Personen met beperkte mobiliteit, gehandicapten en bejaarden herinneren aan de behoefte aan toegankelijke stedelijke vervoersinfrastructuur. De partijen die hebben meegewerkt aan het Groenboek waren tevens van oordeel dat meer aandacht moet worden besteed aan comodaliteit en dat geïntegreerde oplossingen beter moeten worden ondersteund.

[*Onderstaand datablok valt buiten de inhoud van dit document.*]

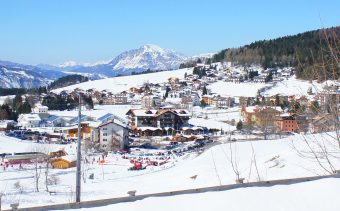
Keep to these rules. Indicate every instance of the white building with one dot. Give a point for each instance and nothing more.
(29, 120)
(111, 136)
(39, 109)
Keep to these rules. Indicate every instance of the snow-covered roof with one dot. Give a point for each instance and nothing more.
(30, 117)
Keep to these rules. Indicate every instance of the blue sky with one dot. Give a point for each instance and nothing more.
(54, 31)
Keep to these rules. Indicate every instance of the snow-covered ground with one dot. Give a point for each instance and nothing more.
(119, 84)
(236, 89)
(98, 111)
(308, 196)
(275, 159)
(293, 86)
(3, 98)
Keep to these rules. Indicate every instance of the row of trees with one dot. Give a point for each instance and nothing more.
(68, 102)
(12, 108)
(308, 52)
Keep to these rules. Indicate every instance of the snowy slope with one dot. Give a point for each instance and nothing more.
(11, 77)
(236, 89)
(119, 84)
(293, 86)
(308, 196)
(276, 159)
(137, 60)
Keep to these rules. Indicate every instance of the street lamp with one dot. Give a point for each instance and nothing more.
(78, 174)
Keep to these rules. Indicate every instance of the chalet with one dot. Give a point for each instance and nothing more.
(116, 99)
(151, 101)
(324, 123)
(160, 119)
(111, 135)
(222, 102)
(175, 94)
(6, 125)
(286, 123)
(29, 120)
(53, 121)
(38, 108)
(260, 116)
(136, 90)
(208, 99)
(260, 79)
(64, 162)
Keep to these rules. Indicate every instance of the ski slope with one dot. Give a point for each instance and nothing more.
(119, 84)
(275, 159)
(308, 196)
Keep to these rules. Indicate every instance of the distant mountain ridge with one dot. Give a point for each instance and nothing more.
(309, 52)
(147, 57)
(16, 77)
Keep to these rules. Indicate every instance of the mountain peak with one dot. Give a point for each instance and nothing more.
(68, 64)
(152, 48)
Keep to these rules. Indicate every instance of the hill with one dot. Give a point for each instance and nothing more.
(314, 54)
(147, 57)
(67, 81)
(16, 77)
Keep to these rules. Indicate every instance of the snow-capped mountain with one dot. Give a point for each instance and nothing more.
(48, 73)
(137, 60)
(147, 57)
(15, 77)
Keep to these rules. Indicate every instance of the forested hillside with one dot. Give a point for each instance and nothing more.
(314, 54)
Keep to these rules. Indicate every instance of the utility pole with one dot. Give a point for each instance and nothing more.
(78, 154)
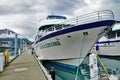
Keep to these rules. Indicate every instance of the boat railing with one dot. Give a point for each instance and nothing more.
(91, 17)
(84, 19)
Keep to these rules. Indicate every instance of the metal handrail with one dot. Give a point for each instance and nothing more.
(87, 18)
(91, 17)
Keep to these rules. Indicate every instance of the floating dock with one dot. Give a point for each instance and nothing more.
(24, 67)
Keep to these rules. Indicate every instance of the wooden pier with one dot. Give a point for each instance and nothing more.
(24, 67)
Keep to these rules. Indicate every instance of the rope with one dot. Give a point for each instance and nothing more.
(81, 50)
(101, 63)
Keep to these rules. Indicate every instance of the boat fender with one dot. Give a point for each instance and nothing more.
(97, 47)
(93, 67)
(52, 73)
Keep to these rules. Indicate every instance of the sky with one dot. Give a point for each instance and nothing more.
(23, 16)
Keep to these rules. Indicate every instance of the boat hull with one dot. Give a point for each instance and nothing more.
(70, 44)
(109, 50)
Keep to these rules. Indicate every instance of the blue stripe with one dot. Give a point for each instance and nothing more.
(77, 28)
(108, 42)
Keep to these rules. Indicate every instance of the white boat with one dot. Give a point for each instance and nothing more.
(69, 41)
(109, 44)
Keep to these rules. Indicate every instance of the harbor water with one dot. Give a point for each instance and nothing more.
(65, 72)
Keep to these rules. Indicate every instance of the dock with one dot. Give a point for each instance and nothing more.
(24, 67)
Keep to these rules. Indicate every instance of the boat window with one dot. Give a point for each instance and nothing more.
(58, 27)
(50, 29)
(118, 33)
(111, 34)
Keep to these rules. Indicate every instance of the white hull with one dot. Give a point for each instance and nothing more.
(69, 47)
(109, 50)
(68, 44)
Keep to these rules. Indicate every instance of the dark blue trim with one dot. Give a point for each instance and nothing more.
(56, 16)
(65, 66)
(108, 42)
(110, 57)
(77, 28)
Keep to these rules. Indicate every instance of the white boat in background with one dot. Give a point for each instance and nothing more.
(67, 41)
(109, 44)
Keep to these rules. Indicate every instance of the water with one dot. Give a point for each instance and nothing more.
(64, 73)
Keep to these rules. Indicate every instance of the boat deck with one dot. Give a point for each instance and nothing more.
(24, 67)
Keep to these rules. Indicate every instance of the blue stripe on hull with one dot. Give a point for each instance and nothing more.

De grote agglomeraties worden gekenmerkt door een verdere ontwikkeling van voorsteden en een uitdeining van de bewoning. Indien de gebiedsdekking door het openbaar vervoer die trend niet volgt, dreigen bepaalde gebieden geïsoleerd te geraken. De Commissie schuift de volgende denkpistes naar voren:

  • de kwaliteit van het openbaar vervoer verbeteren;
  • coördinatie tussen stedelijk en voorstedelijk openbaar vervoer en ruimtelijke ordening;
  • een betere integratie van het personen- en goederenvervoer in de stedelijke planning.

Verkeersveiligheid

In 2005 kwamen op de Europese wegen 41 600 mensen om het leven. Twee derden van de ongevallen en één derde van de overlijdens gebeuren in de stad. De slachtoffers zijn meestal kwetsbare personen, fietsers of voetgangers. Voorts maken veel mensen geen gebruik van het openbaar vervoer uit angst voor de veiligheidsproblemen waarmee dat vervoer kampt. De Commissie stelt onder meer voor:

  • voertuigen veiliger te maken door nieuwe technologieën;
  • de kwaliteit van de voetgangers- en fietsinfrastructuur te verbeteren;
  • mensen beter bewust te maken van de consequenties van hun gedrag op de verkeersveiligheid.

Een nieuwe stedelijke mobiliteitscultuur

In het groenboek wordt beklemtoond dat ook het onderwijs, opleiding en bewustmakingscampagnes een steentje zullen moeten bijdragen tot het ontstaan van een stedelijke mobiliteitscultuur. De EU zou bijvoorbeeld een aantal vormings- en uitwisselingsactiviteiten kunnen opzetten:

  • een Europese bewustmakingscampagne voor het grote publiek over mobiliteit in de stad;
  • de statistieken van de verschillende lidstaten beter op elkaar afstemmen door gemeenschappelijke definities te ontwikkelen;
  • een waarnemingscentrum oprichten waar de nodige gegevens voor de beleidsverantwoordelijken en het grote publiek worden verzameld, geharmoniseerd en verwerkt, onder meer met het oog op de uitwisseling van beste praktijken.

In het Groenboek worden tevens een aantal suggesties geformuleerd voor de financiering van de voorgestelde maatregelen:

  • meer samenhang tot stand brengen bij de aanwending van middelen uit bestaande financiële instrumenten, zoals de structuur- en cohesiefondsen, voor de ontwikkeling van een geïntegreerd en duurzaam stedelijk vervoer;
  • de invoering van mechanismen op basis van marktwerking, zoals de regeling voor de handel in emissierechten;
  • bijdragen van de gebruiker, de particuliere sector, publiek-private samenwerking aan de financiering van stedelijk en voorstedelijk openbaar vervoer.